A trio of law firms has thrown down the gauntlet, demanding a staggering $6 billion in legal fees from Tesla, payable in stock. This audacious request follows their successful bid to dismantle Elon Musk‘s colossal $56 billion compensation package, decried as excessively lavish. “We’re charting new territory with this fee request – it’s unparalleled in sheer magnitude,” the firms brazenly declared in a Delaware Court of Chancery filing.
The proposed fee equates to an eye-watering hourly rate of $288,888, a figure that has Tesla‘s visionary leader, Musk, crying foul, decrying the move as “criminal” on his X platform. He lambasted the attorneys for their destructive antics, accusing them of seeking a multi-billion dollar windfall for their assault on Tesla.
The request for a record-shattering legal fee eclipses the previous high-water mark of $688 million paid out in 2008 to the legal architects behind a $7.2 billion Enron Corp securities fraud settlement. This audacious bid for compensation is now under the microscope as the Delaware Supreme Court ponders over a $267 million fee appeal in a separate billion-dollar settlement involving Dell Technologies.
At the heart of this legal maelstrom is Tesla shareholder Richard Tornetta, a drummer turned David against the Goliath of corporate excess, who initiated the lawsuit against Musk’s princely remuneration. The legal tussle, representing the interests of Tesla stockholders, spotlighted Musk’s iron grip over the compensation approval process and accused the board of duping investors during the CEO’s pay package vote.
In a landmark January ruling, Judge Kathaleen McCormick of the Court of Chancery sided with Tornetta, slamming Musk’s pay as “an unfathomable sum” funneled through a “deeply flawed” process, ultimately failing to showcase fairness to shareholders. This legal victory could see the return of 266 million shares to Tesla, a windfall the legal team argues justifies their unprecedented fee request. They contend this arrangement ties their reward directly to the value recouped by Tesla, sparing the company’s balance sheet from the brunt of the fee—a move they note would be tax-deductible for Tesla.

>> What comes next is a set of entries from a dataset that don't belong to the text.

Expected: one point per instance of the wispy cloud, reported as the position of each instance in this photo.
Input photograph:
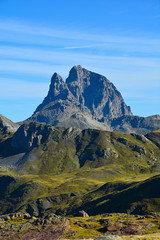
(131, 63)
(20, 89)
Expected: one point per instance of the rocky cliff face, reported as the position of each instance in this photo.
(85, 100)
(7, 125)
(97, 93)
(89, 100)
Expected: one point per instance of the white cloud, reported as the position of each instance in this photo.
(14, 89)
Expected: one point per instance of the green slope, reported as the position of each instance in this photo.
(46, 169)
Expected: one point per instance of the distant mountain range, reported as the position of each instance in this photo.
(68, 156)
(89, 100)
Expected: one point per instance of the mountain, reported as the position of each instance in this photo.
(89, 100)
(48, 169)
(7, 125)
(85, 100)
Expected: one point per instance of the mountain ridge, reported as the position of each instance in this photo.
(89, 100)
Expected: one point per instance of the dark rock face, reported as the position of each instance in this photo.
(85, 100)
(30, 135)
(97, 93)
(6, 124)
(89, 100)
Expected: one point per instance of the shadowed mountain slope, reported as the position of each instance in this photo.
(89, 100)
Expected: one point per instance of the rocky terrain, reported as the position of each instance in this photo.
(82, 155)
(89, 100)
(65, 170)
(19, 225)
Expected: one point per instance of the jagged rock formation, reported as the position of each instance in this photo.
(7, 125)
(85, 100)
(89, 100)
(57, 169)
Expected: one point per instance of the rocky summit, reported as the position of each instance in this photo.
(89, 100)
(85, 100)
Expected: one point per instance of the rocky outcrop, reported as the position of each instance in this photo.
(97, 93)
(30, 135)
(89, 100)
(7, 125)
(85, 100)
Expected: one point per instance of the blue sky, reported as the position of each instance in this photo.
(119, 39)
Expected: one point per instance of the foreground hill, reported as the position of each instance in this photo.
(62, 170)
(89, 100)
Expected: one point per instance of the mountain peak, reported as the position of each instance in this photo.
(56, 78)
(84, 95)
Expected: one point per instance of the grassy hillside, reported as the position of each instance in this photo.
(46, 169)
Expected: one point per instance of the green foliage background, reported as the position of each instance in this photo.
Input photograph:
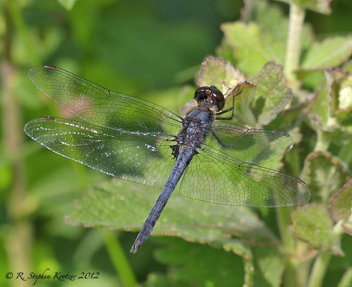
(153, 50)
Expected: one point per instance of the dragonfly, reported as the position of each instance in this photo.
(207, 156)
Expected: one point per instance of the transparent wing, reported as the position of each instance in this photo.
(103, 107)
(249, 144)
(213, 176)
(144, 159)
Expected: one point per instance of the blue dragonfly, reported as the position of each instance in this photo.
(126, 137)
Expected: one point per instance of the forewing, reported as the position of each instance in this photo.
(219, 178)
(144, 159)
(100, 106)
(249, 144)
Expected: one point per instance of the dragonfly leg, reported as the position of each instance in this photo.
(228, 110)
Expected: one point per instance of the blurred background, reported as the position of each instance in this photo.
(149, 49)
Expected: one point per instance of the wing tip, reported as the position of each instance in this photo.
(50, 67)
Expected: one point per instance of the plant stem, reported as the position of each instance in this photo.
(293, 49)
(346, 279)
(118, 258)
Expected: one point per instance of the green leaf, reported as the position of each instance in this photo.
(124, 206)
(219, 73)
(311, 223)
(193, 265)
(268, 16)
(320, 6)
(340, 206)
(252, 46)
(271, 95)
(269, 266)
(332, 52)
(320, 104)
(325, 174)
(67, 4)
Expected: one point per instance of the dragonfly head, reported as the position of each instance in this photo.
(209, 97)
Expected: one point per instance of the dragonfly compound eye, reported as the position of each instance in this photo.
(211, 96)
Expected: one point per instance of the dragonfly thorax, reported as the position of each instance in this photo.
(210, 97)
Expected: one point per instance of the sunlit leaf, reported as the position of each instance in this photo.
(271, 95)
(320, 6)
(311, 223)
(253, 46)
(331, 52)
(219, 73)
(340, 207)
(124, 206)
(325, 174)
(193, 265)
(68, 4)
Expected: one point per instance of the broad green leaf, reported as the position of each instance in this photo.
(253, 46)
(269, 15)
(125, 206)
(340, 206)
(325, 174)
(219, 73)
(320, 6)
(271, 95)
(345, 93)
(67, 4)
(311, 223)
(320, 104)
(331, 52)
(193, 265)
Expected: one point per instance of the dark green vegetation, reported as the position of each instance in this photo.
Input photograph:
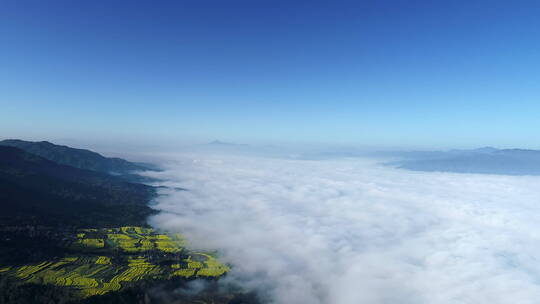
(36, 191)
(58, 244)
(78, 158)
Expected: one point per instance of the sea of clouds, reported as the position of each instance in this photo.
(343, 231)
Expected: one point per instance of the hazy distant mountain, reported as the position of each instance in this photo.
(40, 191)
(78, 158)
(484, 160)
(225, 144)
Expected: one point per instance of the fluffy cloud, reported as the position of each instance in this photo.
(349, 231)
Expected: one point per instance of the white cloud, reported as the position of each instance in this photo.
(349, 231)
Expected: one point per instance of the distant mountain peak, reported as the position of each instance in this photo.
(223, 143)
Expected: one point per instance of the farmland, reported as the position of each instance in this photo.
(98, 261)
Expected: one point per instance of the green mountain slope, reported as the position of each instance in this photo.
(78, 158)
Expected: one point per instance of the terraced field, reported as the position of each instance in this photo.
(104, 260)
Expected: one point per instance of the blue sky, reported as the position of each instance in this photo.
(376, 73)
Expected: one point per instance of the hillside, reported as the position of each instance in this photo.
(78, 158)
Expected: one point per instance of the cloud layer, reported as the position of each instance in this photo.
(349, 231)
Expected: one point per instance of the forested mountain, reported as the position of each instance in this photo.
(38, 191)
(78, 158)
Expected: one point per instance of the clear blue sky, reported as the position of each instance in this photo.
(378, 73)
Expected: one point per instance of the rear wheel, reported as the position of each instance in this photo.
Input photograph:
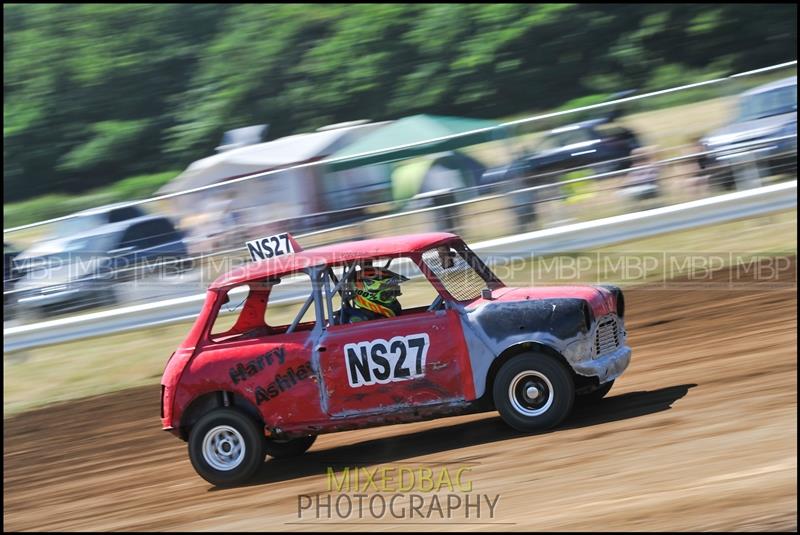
(226, 447)
(533, 391)
(281, 449)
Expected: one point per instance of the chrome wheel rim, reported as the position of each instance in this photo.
(223, 448)
(531, 393)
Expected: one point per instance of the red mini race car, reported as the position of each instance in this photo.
(245, 385)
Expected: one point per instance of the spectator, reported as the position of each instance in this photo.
(642, 182)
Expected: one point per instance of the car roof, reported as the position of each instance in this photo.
(590, 123)
(333, 254)
(107, 208)
(117, 226)
(792, 80)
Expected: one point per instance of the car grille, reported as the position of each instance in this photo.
(608, 337)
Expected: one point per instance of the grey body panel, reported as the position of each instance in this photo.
(560, 324)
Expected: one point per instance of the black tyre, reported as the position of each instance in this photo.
(533, 391)
(281, 449)
(226, 447)
(594, 396)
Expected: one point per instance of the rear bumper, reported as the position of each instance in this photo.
(605, 367)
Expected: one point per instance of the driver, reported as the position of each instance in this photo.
(375, 293)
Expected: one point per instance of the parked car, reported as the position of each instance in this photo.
(82, 269)
(237, 393)
(763, 130)
(10, 274)
(598, 144)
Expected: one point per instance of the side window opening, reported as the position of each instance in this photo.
(458, 276)
(410, 293)
(227, 324)
(286, 301)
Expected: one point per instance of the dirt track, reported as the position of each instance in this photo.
(699, 434)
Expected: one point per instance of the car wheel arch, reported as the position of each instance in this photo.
(205, 403)
(518, 349)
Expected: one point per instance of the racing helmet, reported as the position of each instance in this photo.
(376, 289)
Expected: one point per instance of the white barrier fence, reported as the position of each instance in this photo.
(573, 237)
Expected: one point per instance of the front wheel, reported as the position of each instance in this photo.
(226, 447)
(533, 391)
(282, 449)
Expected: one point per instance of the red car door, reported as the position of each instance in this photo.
(418, 358)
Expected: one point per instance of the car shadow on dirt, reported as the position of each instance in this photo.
(453, 437)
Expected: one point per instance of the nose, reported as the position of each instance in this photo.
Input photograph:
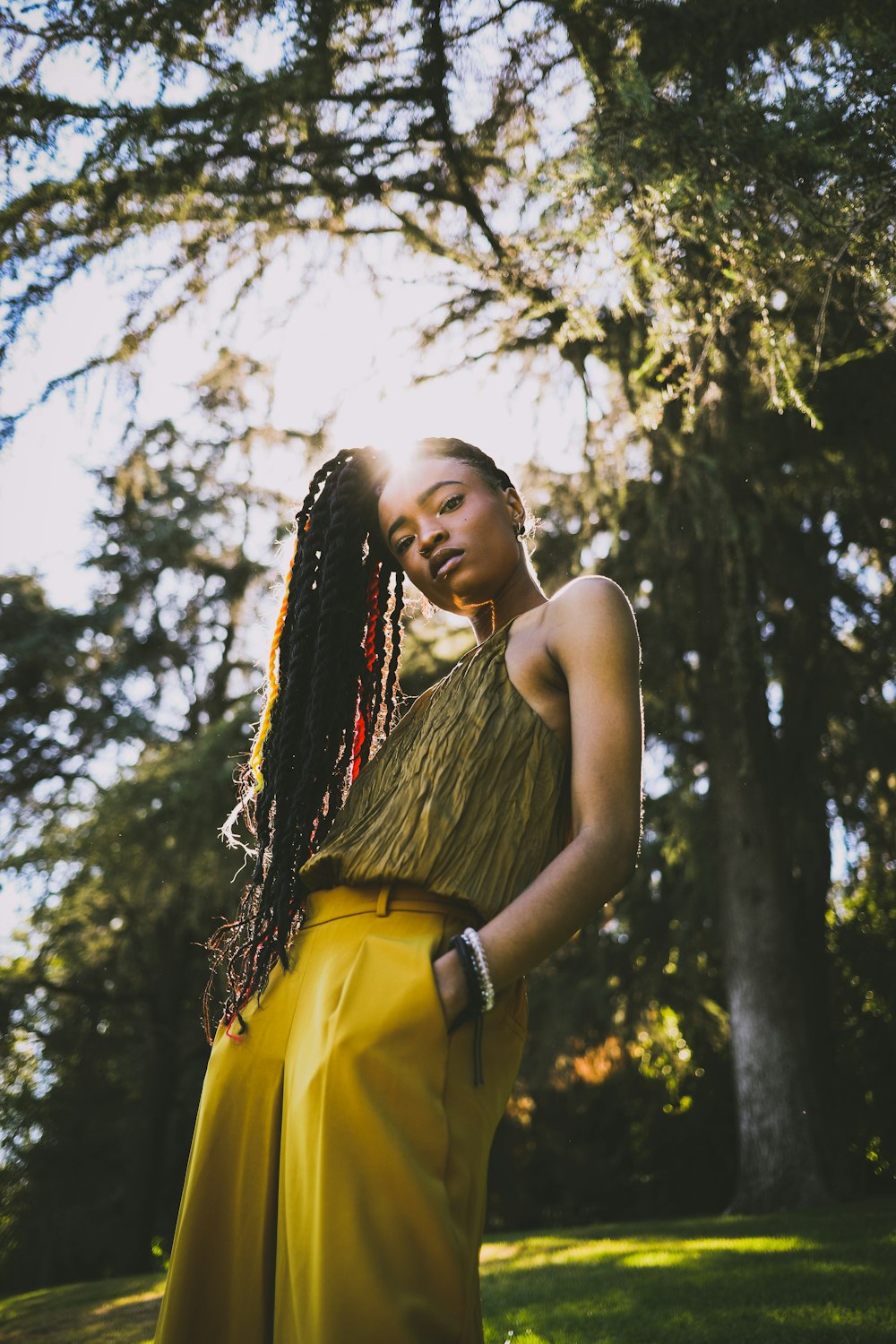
(430, 537)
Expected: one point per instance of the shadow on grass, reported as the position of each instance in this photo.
(788, 1279)
(801, 1279)
(112, 1311)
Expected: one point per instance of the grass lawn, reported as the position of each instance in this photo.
(796, 1279)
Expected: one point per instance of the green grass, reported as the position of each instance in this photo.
(113, 1311)
(796, 1279)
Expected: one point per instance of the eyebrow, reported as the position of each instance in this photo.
(421, 502)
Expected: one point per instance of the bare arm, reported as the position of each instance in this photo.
(594, 642)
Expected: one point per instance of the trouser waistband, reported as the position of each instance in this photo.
(382, 900)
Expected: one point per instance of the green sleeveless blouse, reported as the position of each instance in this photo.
(468, 797)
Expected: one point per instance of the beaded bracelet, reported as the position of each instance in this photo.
(487, 988)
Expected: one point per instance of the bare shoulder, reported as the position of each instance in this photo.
(587, 615)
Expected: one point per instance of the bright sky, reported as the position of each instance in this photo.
(336, 347)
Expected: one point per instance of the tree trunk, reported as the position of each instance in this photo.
(780, 1163)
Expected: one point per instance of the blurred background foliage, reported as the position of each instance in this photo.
(702, 199)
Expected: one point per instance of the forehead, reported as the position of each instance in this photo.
(411, 480)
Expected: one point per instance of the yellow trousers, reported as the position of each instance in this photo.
(336, 1182)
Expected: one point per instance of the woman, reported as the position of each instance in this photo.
(376, 1007)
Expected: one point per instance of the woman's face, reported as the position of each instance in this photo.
(452, 535)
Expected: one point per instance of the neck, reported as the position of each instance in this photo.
(521, 593)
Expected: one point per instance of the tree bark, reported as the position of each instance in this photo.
(780, 1140)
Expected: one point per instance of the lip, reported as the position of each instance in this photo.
(444, 561)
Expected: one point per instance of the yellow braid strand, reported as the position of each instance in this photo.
(273, 680)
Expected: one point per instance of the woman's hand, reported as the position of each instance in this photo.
(450, 986)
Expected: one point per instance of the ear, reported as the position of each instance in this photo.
(514, 505)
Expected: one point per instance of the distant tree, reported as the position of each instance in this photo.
(147, 699)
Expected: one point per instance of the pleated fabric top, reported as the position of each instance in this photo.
(468, 797)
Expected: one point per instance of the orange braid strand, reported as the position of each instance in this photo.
(273, 679)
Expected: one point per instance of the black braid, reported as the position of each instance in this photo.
(325, 682)
(306, 754)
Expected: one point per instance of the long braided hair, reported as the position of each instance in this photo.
(332, 691)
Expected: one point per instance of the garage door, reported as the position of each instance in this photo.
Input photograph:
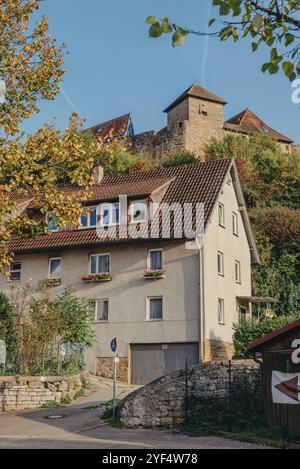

Yet, as Judge McCormick, who branded Musk’s compensation as “unfathomable,” deliberates over the fee, Tesla stands at a crossroads, potentially contesting the demand as it grapples with a similar fee challenge concerning director compensation.
This legal saga unfolds against a backdrop of escalating settlements and fees in shareholder litigation, igniting debate over the ethics of ballooning legal compensations. As the case has progressed through intensive litigation to a week-long trial, the attorneys argue their requested fee—about 11% of the judgment—reflects the risks and labor invested. Yet, detractors caution against excessive attorney rewards, particularly as settlements soar to astronomical figures.
Central to Musk’s embattled pay package were stock options offering him Tesla shares at steep discounts, bound by a five-year holding requirement. Meanwhile, the lawyers are gunning for unrestricted stock, ready to be sold off at their discretion.
Spearheading this legal battle are Bernstein Litowitz Berger & Grossmann, Friedman Oster & Tejtel from New York, and Wilmington’s Andrews & Springer, forming an alliance in pursuit of a financial juggernaut that could reshape the landscape of legal remuneration.